Un enfant de six ans à Kharkiv sait faire la différence entre le sifflement d’un missile balistique et le bourdonnement d’un drone Shahed. Ce n’est pas une compétence. C’est une cicatrice. Aucun enfant au monde ne devrait posséder ce savoir. Aucun enfant au monde ne devrait savoir dans quelle direction courir quand le ciel se déchire.
Une génération qui grandit dans la peur
Parmi les adolescents déplacés de 15 à 19 ans, un sur trois a déménagé au moins deux fois. Ils ont quitté leur ville, puis le réfuge qui les accueillait, puis un autre. Des enfants qui n’ont plus de chez-soi. Plus de repères. Plus de certitudes. Des enfants dont le monde est devenu un enchaînement de fuites. Et quand ils ferment les yeux le soir, ce ne sont pas des rêves qui les attendent. Ce sont des explosions.

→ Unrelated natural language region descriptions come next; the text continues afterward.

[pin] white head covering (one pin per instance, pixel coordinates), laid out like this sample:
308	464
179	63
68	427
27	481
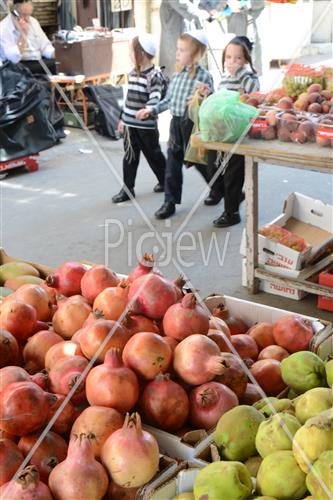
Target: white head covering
147	42
199	35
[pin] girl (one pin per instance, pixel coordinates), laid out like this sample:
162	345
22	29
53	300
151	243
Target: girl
241	76
145	85
191	47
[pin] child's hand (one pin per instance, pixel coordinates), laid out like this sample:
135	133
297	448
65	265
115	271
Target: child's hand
142	114
121	127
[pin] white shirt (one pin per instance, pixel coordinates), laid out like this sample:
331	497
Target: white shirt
37	44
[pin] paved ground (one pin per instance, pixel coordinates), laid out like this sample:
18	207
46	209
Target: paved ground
63	212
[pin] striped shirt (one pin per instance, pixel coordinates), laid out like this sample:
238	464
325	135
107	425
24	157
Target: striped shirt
244	79
144	90
180	88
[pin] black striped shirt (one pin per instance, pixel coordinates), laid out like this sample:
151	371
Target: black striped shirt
144	90
244	79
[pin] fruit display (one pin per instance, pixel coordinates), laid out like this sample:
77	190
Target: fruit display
283	236
94	361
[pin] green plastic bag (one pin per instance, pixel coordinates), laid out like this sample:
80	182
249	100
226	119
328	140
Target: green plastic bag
224	118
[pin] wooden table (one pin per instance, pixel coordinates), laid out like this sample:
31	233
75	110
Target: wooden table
75	85
307	157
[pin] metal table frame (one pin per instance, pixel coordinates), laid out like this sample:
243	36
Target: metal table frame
307	157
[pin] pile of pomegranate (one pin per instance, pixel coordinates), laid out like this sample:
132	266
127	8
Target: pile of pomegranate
86	356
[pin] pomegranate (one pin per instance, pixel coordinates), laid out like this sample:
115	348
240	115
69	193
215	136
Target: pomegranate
136	323
147	354
251	395
197	360
67	278
209	402
267	373
233	375
220	338
273	352
51	450
96	339
185	318
18	318
152	295
130	454
10	459
164	404
112	302
36	348
293	333
27	486
64	349
99	421
262	333
145	266
236	325
24	407
95	280
79	475
37	297
66	374
65	418
107	384
245	346
70	317
9	349
216	323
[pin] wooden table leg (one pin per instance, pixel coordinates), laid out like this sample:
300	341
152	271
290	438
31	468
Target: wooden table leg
251	192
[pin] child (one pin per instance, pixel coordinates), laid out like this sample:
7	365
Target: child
191	47
241	76
144	88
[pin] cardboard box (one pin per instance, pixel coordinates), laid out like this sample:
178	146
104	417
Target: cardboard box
309	218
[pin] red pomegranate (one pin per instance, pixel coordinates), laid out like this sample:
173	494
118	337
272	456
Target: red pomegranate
51	451
273	352
99	421
209	402
151	295
10	459
96	339
21	400
164	404
111	303
245	346
107	384
68	373
185	318
67	278
9	349
293	333
35	350
37	297
18	318
95	280
267	373
262	333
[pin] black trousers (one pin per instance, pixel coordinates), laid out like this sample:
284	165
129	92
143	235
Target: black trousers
229	184
180	132
36	68
139	140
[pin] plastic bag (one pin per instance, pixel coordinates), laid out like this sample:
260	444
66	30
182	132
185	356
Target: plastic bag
193	154
224	118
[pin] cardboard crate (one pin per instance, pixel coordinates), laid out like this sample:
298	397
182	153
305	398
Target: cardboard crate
309	218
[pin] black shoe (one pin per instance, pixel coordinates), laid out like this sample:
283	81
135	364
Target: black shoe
159	188
167	209
226	220
122	196
213	199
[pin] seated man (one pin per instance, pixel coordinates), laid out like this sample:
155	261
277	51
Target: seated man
23	40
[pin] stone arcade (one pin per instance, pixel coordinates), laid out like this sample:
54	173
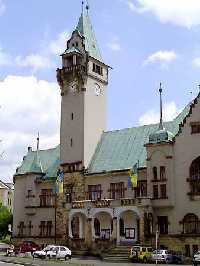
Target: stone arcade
97	209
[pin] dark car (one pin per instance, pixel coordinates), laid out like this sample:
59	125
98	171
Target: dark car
177	258
28	246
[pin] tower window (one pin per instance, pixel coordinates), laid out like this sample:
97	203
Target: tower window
97	69
155	192
163	191
155	175
162	173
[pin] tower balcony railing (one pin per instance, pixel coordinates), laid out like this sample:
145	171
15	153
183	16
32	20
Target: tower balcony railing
111	203
67	69
47	200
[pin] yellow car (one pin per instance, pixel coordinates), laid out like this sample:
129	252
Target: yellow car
140	254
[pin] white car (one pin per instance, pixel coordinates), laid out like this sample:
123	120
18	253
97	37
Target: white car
59	252
161	255
196	259
42	253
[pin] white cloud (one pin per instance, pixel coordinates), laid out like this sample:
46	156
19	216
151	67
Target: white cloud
163	57
35	61
5	59
196	61
114	45
152	116
28	105
2	7
58	45
179	12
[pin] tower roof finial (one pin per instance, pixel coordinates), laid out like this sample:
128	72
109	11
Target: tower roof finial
161	115
38	141
82	6
87	6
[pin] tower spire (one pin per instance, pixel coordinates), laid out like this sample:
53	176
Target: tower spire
38	141
161	115
87	6
82	6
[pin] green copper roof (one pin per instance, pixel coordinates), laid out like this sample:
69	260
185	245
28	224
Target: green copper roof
72	50
161	135
36	166
49	160
121	149
85	29
117	150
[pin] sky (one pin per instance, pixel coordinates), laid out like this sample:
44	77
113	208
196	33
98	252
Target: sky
145	41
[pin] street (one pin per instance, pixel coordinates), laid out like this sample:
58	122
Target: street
73	262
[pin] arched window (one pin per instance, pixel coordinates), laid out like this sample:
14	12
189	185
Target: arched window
121	226
155	175
195	177
190	224
75	227
97	227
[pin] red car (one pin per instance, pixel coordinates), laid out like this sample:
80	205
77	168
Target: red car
28	246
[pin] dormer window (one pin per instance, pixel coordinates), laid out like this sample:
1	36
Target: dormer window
195	128
97	69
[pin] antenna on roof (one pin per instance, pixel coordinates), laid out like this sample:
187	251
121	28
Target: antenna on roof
87	6
161	117
38	141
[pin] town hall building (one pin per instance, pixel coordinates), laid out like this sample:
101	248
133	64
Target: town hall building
98	209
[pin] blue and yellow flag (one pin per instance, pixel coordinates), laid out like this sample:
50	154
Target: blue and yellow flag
59	182
133	175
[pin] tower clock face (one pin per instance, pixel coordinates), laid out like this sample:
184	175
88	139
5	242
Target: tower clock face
97	90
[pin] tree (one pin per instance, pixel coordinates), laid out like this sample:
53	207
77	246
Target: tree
5	220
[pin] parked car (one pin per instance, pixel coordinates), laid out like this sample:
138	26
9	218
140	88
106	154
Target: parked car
42	253
59	252
3	247
196	258
28	246
161	255
140	253
177	257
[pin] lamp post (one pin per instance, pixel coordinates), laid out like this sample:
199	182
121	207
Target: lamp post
157	235
55	218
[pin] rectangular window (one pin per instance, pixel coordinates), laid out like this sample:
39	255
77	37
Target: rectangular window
30	228
141	190
46	198
195	128
163	224
187	250
49	227
42	228
97	69
155	191
162	173
117	190
163	191
94	192
21	228
69	190
194	249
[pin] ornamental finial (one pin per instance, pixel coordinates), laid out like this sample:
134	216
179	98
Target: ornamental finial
87	6
38	141
161	115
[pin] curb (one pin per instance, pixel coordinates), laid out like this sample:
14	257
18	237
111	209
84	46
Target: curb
19	263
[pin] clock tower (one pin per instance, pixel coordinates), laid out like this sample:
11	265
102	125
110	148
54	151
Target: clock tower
83	81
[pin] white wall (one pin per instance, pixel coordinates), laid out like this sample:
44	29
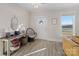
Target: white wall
7	11
53	31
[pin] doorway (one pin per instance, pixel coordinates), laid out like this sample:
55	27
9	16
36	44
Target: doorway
68	25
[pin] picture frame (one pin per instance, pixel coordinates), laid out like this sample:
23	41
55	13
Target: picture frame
54	21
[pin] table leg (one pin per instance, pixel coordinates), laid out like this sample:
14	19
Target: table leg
8	47
1	48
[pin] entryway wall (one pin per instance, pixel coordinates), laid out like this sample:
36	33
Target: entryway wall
51	31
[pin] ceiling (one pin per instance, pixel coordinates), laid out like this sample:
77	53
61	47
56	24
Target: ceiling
50	6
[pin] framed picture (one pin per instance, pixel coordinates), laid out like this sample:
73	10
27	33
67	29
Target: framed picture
54	21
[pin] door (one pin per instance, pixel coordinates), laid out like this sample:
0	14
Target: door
68	25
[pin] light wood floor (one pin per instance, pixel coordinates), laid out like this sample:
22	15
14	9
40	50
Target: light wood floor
41	48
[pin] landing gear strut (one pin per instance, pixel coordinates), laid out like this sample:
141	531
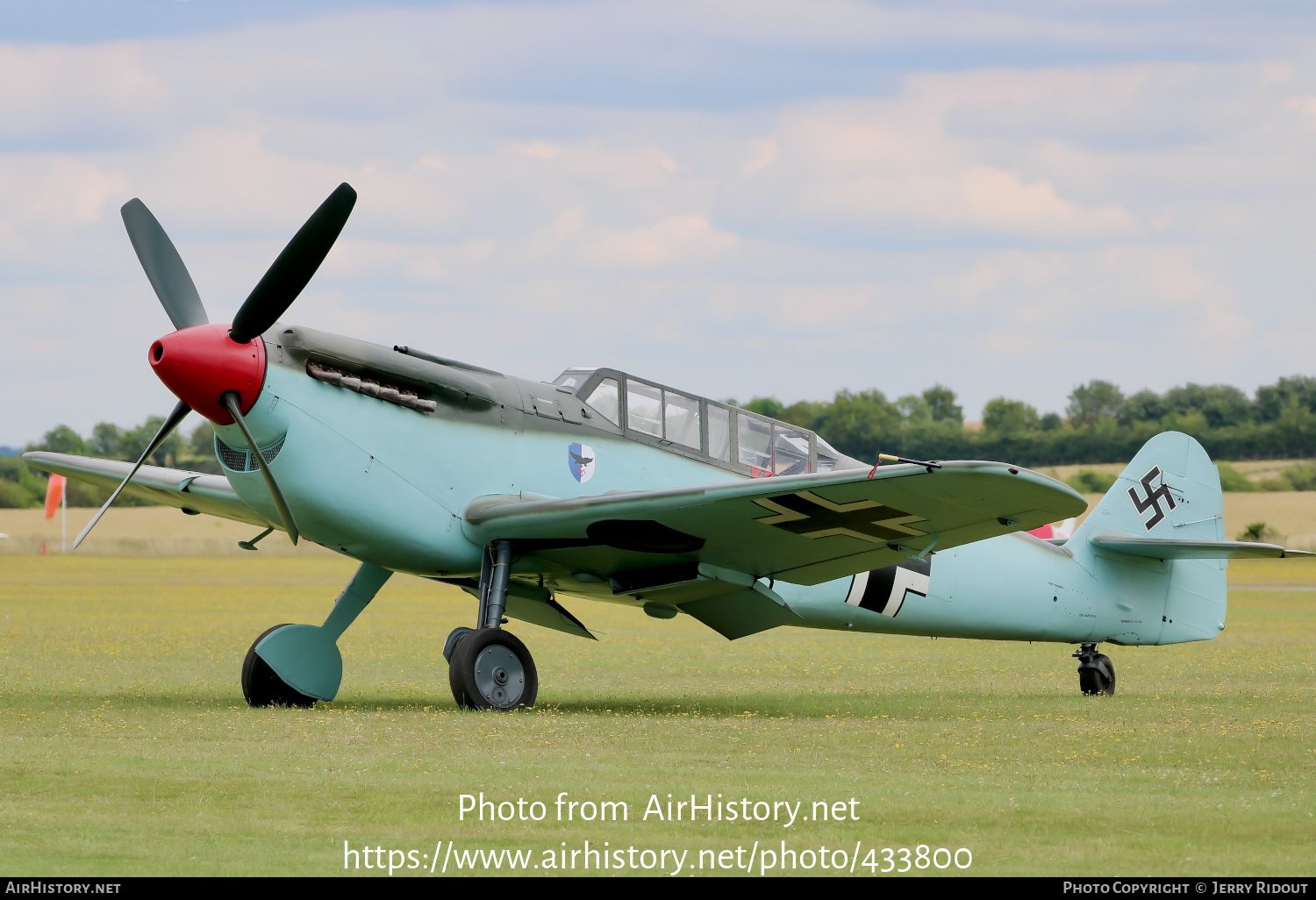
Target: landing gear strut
487	668
1095	671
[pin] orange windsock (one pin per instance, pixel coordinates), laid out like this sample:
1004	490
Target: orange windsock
54	494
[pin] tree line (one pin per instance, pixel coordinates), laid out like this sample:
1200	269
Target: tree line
23	486
1100	425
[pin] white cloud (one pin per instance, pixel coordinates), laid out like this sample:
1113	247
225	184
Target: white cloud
770	200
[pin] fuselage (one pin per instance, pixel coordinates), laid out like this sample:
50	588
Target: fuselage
386	483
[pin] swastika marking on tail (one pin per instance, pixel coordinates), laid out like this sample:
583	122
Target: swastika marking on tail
1153	497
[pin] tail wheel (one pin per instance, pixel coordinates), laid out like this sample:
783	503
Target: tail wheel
491	668
262	687
1097	676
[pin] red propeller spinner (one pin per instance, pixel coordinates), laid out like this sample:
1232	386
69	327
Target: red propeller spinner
203	362
218	370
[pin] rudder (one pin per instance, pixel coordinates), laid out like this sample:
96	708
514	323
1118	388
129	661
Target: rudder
1170	491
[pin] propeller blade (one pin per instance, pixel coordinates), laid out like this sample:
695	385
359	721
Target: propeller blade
292	270
163	266
229	400
179	413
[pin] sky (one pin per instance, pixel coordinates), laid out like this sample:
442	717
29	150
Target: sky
740	199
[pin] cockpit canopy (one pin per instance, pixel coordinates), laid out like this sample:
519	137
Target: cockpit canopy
697	426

Les frappes récentes sur les infrastructures énergétiques ont laissé des millions d’enfants et de familles dans des températures glaciales, forcés d’endurer des jours entiers sans chauffage, sans électricité, sans eau. Des enfants qui font leurs devoirs à la lumière d’une bougie. Des bébés dans des hôpitaux sans courant. Des nouveau-nés dans des maternités à -20 °C. Et pourtant, l’UNICEF rapporte qu’en 2025, l’organisation a réussi à atteindre 7 millions de personnes, dont 2,5 millions d’enfants, avec de l’aide humanitaire. Une goutte dans un océan de souffrance.
L'hiver de tous les dangers
217 frappes sur l’énergie depuis janvier
Depuis le début de 2026, 217 attaques ont visé les infrastructures énergétiques de l’Ukraine. 217. En à peine deux mois. Ce n’est pas de la guerre. C’est de l’extermination par le froid. Cibler le chauffage d’un pays en plein hiver, quand les températures descendent à -20 °C, c’est cibler les plus vulnérables — les enfants, les personnes âgées, les malades, ceux qui ne peuvent pas fuir.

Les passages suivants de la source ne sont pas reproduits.